The Hong Kong Federation of Students, a leading protest group, backed off earlier plans to send a delegation to the Chinese capital to seek a direct dialogue with top Communist Party leaders during the Asia-Pacific Economic Cooperation summit taking place in coming days. Such a move while more than a dozen world leaders -- including President Obama -- are in Beijing could have been regarded as highly provocative.
The student group has instead reached out to former Hong Kong leader Tung Chee-Hwa, asking him to arrange a meeting between students and a senior Chinese official either in Hong Kong or Beijing to discuss the framework for the semi-autonomous territorys 2017 election.
Alex Chow, secretary-general of the federation, said a one-time dialogue can hardly solve the problem, and that the pro-democracy Occupy Central movement might persist until June 2015. Thats when Hong Kongs Legislative Council is expected to vote on the Hong Kong government's proposal for how the 2017 chief executive election should work.

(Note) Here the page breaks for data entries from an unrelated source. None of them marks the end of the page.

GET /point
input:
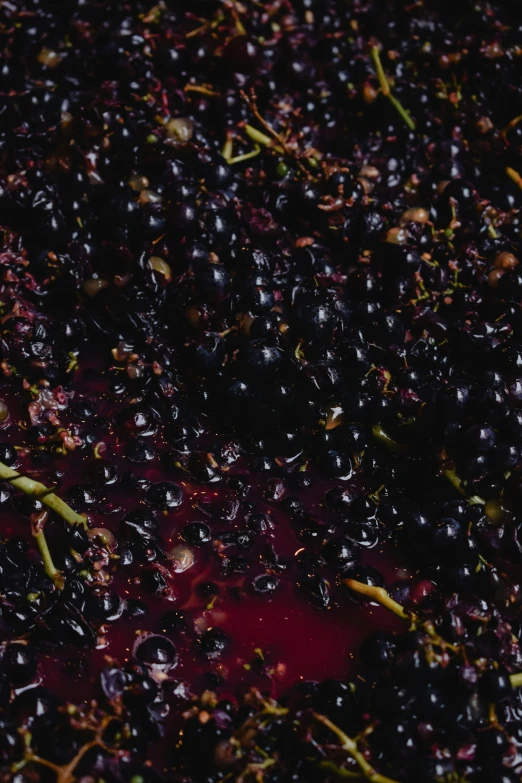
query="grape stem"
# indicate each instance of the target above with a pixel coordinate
(380, 595)
(350, 746)
(38, 490)
(50, 569)
(386, 89)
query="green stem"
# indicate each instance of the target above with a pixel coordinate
(50, 569)
(350, 746)
(394, 446)
(383, 81)
(41, 492)
(402, 111)
(261, 138)
(386, 89)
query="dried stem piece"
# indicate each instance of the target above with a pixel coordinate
(50, 569)
(38, 490)
(380, 595)
(261, 138)
(386, 89)
(350, 746)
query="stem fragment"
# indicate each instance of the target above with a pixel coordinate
(38, 490)
(50, 569)
(378, 594)
(386, 89)
(350, 746)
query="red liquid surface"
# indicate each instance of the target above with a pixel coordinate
(274, 641)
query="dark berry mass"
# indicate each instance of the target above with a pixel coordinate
(260, 391)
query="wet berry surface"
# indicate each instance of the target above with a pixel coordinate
(260, 392)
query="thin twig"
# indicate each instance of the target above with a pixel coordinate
(50, 569)
(380, 595)
(38, 490)
(350, 746)
(265, 140)
(386, 89)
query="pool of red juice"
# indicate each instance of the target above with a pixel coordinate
(274, 641)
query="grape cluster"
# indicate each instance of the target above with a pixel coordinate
(260, 318)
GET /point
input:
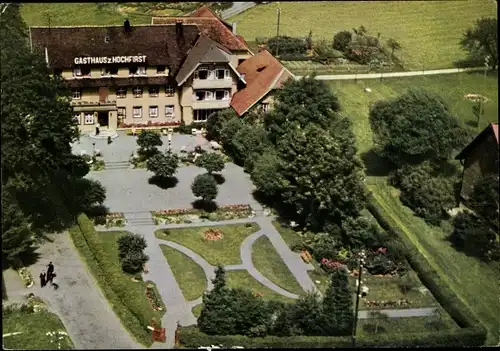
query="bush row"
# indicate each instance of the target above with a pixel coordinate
(88, 244)
(473, 331)
(191, 337)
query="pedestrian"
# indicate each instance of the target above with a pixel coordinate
(50, 271)
(43, 280)
(53, 281)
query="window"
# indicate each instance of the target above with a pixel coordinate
(221, 73)
(153, 111)
(137, 112)
(222, 95)
(77, 94)
(137, 91)
(160, 69)
(109, 71)
(169, 91)
(153, 91)
(121, 93)
(89, 118)
(201, 73)
(202, 115)
(169, 111)
(141, 71)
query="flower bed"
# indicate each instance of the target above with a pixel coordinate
(113, 219)
(153, 298)
(26, 276)
(186, 215)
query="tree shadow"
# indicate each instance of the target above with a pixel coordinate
(219, 178)
(207, 206)
(163, 182)
(375, 165)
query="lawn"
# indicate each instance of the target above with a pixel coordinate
(225, 251)
(475, 282)
(127, 298)
(189, 275)
(451, 87)
(34, 328)
(271, 265)
(428, 31)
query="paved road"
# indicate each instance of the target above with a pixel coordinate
(237, 8)
(79, 303)
(394, 74)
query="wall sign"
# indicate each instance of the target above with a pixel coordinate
(109, 59)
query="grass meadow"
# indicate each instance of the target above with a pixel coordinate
(428, 31)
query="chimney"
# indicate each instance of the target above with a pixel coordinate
(126, 26)
(179, 29)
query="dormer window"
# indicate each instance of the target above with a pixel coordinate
(160, 69)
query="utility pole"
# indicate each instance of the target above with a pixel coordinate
(481, 101)
(278, 13)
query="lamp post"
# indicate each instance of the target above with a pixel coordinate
(362, 256)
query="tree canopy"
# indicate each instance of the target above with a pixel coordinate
(416, 126)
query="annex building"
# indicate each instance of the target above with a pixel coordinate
(180, 70)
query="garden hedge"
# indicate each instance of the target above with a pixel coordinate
(472, 328)
(191, 337)
(88, 244)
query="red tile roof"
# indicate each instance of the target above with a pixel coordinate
(262, 73)
(211, 25)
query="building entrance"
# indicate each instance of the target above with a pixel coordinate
(103, 119)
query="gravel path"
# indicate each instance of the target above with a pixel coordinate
(79, 303)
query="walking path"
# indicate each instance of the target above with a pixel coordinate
(79, 303)
(393, 74)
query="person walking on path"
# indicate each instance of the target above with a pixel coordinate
(43, 280)
(50, 271)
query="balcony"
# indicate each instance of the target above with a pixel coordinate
(210, 104)
(212, 83)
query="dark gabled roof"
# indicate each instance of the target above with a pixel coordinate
(492, 129)
(160, 44)
(203, 51)
(263, 73)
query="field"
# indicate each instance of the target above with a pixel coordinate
(428, 31)
(34, 328)
(474, 282)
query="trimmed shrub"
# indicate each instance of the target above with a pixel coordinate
(473, 332)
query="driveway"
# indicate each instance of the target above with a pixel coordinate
(129, 191)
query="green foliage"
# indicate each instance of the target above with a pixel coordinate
(414, 127)
(204, 186)
(341, 40)
(130, 243)
(286, 45)
(148, 140)
(211, 161)
(482, 40)
(484, 199)
(216, 123)
(163, 165)
(475, 236)
(337, 305)
(325, 53)
(472, 331)
(426, 193)
(17, 238)
(134, 261)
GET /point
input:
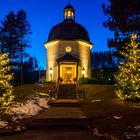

The proposal, which will be put forth by chief executive Leung Chun-Ying, is likely to echo an August decision that drove thousands of protesters to the streets.
Everyone agreed we wont retreat for no reason before the legislature takes a vote on the political reform bill, said Chow. Twenty-six of the city's 27 lawmakers from the so-called pan-democrats group have said they will veto any proposal for the 2017 chief executive election that does not meet international standards for universal suffrage.
In order for a reform proposal to be passed in the legislature, it has to have the support of two-thirds of the city's 70 lawmakers.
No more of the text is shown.